The stakes of finishing school are clear. Young Australians who complete Year 12 enjoy better employment prospects, higher lifetime earnings, and stronger health and wellbeing. Completion also keeps the widest range of post-school options open—from vocational training and apprenticeships to university and direct entry into the workforce. Yet students leave before Year 12 for reasons both complex and varied. Some are managing health challenges, navigating difficult life circumstances, or pursuing opportunities like apprenticeships that genuinely fit their goals. But for others, the decision to leave is shaped by their experience at school itself. They become disengaged, fall behind, or lose their connection to the institution entirely. And here's the critical difference: schools can influence these experiences.
Decades of research points to three powerful levers schools can pull from Year 7 onwards to boost retention. The first is how teachers teach. Students need to feel they can succeed at school and see themselves making progress to stay engaged. When learning is consistently out of reach, they disengage. When they can see themselves getting better at things, school feels worth the effort. Research shows that effective teaching in Year 7 is connected all the way through to whether a student completes school six years later. The evidence supports explicit instruction—where teachers clearly model new concepts and skills, guide students through examples, and gradually shift responsibility as students gain mastery. Two strategies particularly stand out: breaking new concepts into manageable steps matched to what students already know, and giving students well-organized practice opportunities paired with specific guidance on how to improve.
The second lever is classroom management—how teachers structure the environment and interactions within it so learning can actually happen.
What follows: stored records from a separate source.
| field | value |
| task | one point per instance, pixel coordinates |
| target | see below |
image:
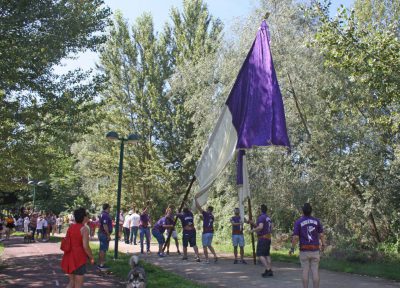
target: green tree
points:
(43, 113)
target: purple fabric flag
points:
(239, 167)
(253, 115)
(255, 101)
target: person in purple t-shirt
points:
(104, 234)
(208, 230)
(237, 236)
(263, 227)
(189, 232)
(144, 228)
(309, 231)
(172, 231)
(159, 228)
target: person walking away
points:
(1, 227)
(74, 262)
(26, 225)
(172, 231)
(208, 231)
(144, 228)
(10, 225)
(126, 226)
(19, 226)
(59, 222)
(188, 233)
(44, 229)
(53, 220)
(95, 223)
(237, 236)
(158, 231)
(308, 231)
(121, 223)
(39, 227)
(33, 224)
(263, 227)
(104, 235)
(134, 223)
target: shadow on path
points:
(38, 265)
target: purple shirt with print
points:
(208, 222)
(308, 228)
(105, 219)
(144, 220)
(267, 225)
(160, 223)
(187, 220)
(236, 229)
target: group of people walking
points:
(308, 232)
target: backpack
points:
(66, 243)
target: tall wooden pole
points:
(252, 234)
(179, 211)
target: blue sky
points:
(226, 10)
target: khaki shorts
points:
(309, 259)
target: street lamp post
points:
(35, 183)
(132, 139)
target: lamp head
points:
(133, 139)
(112, 136)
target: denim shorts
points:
(238, 239)
(159, 236)
(80, 270)
(263, 247)
(189, 238)
(104, 243)
(206, 239)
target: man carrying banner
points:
(188, 233)
(208, 231)
(309, 231)
(263, 227)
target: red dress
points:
(77, 256)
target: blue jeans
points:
(145, 232)
(133, 233)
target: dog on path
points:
(137, 275)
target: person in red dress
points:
(74, 262)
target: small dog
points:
(137, 275)
(28, 238)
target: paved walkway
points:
(38, 265)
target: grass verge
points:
(1, 248)
(156, 277)
(385, 268)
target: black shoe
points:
(267, 273)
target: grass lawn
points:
(156, 277)
(1, 248)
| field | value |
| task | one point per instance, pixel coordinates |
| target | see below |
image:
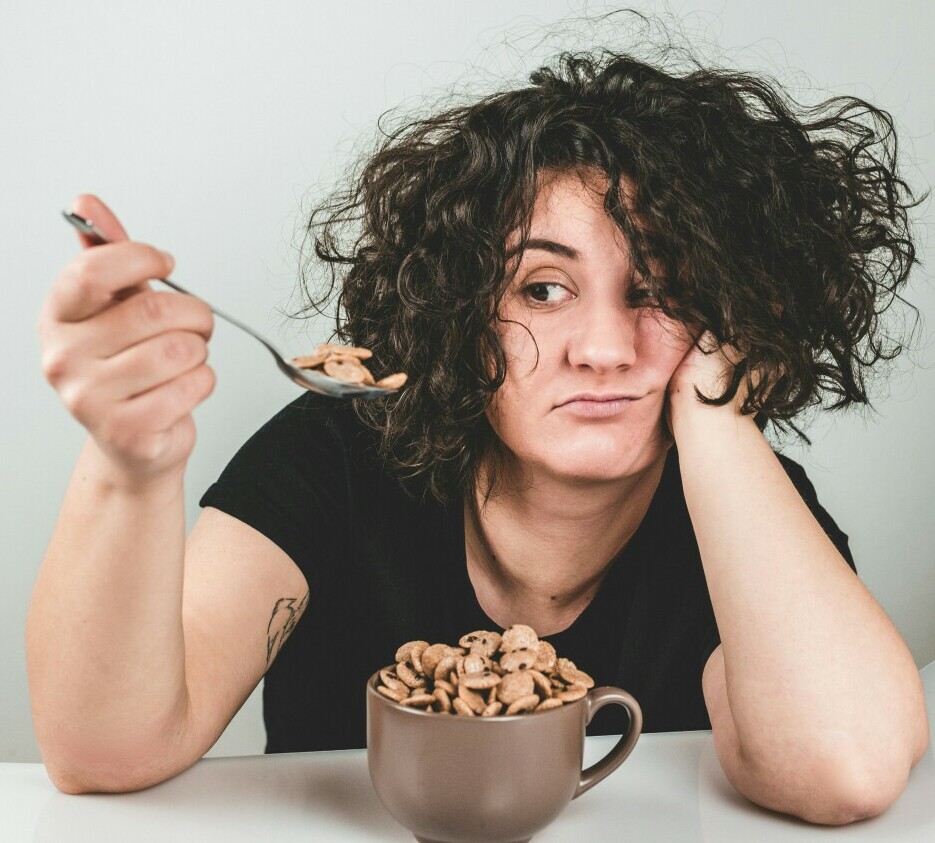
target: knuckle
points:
(154, 307)
(182, 347)
(84, 270)
(54, 364)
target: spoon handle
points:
(85, 226)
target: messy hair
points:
(780, 228)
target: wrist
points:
(705, 422)
(97, 468)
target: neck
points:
(538, 552)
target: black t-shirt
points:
(384, 569)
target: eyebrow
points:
(553, 247)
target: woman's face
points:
(590, 340)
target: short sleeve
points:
(289, 482)
(838, 537)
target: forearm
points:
(104, 643)
(813, 666)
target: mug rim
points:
(499, 718)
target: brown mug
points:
(458, 779)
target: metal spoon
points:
(307, 378)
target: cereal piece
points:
(405, 671)
(391, 681)
(472, 698)
(404, 653)
(521, 659)
(446, 686)
(442, 698)
(444, 668)
(546, 658)
(461, 707)
(415, 655)
(431, 657)
(527, 703)
(394, 381)
(515, 685)
(473, 663)
(419, 699)
(479, 681)
(397, 694)
(349, 350)
(542, 683)
(481, 641)
(518, 637)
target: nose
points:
(604, 336)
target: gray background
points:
(210, 127)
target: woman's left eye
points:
(539, 291)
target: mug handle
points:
(597, 698)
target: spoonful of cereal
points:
(334, 370)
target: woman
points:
(602, 286)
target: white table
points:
(670, 789)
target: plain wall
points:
(209, 127)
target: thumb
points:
(94, 210)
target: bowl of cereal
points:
(483, 742)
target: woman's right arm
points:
(139, 649)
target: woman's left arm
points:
(816, 703)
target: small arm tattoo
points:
(286, 614)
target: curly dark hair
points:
(777, 227)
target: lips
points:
(598, 397)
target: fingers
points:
(93, 209)
(92, 280)
(131, 322)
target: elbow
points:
(845, 788)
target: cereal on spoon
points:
(345, 363)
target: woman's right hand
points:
(127, 361)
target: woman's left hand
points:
(711, 373)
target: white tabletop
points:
(671, 788)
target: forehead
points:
(569, 209)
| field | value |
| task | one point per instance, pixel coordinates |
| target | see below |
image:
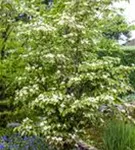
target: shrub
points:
(119, 135)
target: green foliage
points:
(65, 81)
(119, 135)
(57, 75)
(128, 59)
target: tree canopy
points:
(63, 80)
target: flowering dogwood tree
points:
(65, 80)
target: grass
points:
(119, 136)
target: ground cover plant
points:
(17, 142)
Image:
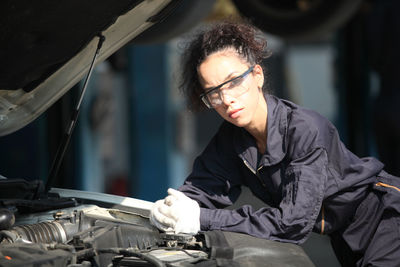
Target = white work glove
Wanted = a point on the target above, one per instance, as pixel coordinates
(184, 211)
(158, 219)
(176, 212)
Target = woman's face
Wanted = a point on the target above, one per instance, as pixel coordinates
(243, 110)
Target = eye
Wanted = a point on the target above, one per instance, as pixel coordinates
(236, 82)
(213, 94)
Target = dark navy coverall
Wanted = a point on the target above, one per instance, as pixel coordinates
(309, 182)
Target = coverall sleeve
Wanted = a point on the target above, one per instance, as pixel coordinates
(215, 181)
(302, 195)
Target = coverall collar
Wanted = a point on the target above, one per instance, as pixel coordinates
(245, 144)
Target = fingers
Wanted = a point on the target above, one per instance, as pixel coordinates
(169, 200)
(159, 216)
(177, 194)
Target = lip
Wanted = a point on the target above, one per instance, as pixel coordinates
(235, 113)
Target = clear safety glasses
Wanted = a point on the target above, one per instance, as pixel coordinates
(233, 87)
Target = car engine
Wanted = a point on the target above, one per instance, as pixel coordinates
(72, 228)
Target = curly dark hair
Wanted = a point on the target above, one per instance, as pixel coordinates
(244, 38)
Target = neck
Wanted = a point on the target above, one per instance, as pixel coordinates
(258, 127)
Orderly, predictable, and positive classrooms free students to focus on learning rather than navigating disruption. Research shows students whose teachers provided strong classroom management were up to six times more likely to have high motivation, engagement, and resilience at school than those whose teachers did not. Two strategies prove particularly effective: establishing and consistently maintaining clear rules and routines so students know what to expect, and recognizing and building on what students do well rather than only focusing on what goes wrong.
The third lever is perhaps the most fundamental: building warm, respectful relationships between teachers and students. These relationships matter not only for retention in their own right but also because they underpin the other two areas. Strong teaching and good classroom management both depend on positive teacher-student relationships. When students feel known and supported by their teachers, they're more willing to engage and stay connected. The more positive relationships a student has with teachers relative to negative ones, the greater their academic engagement—and academic engagement is a key driver of retention. Every teacher can make a difference. Those relationships, which add up across a student's journey through school, could be exactly what helps a young person stay on and complete Year 12.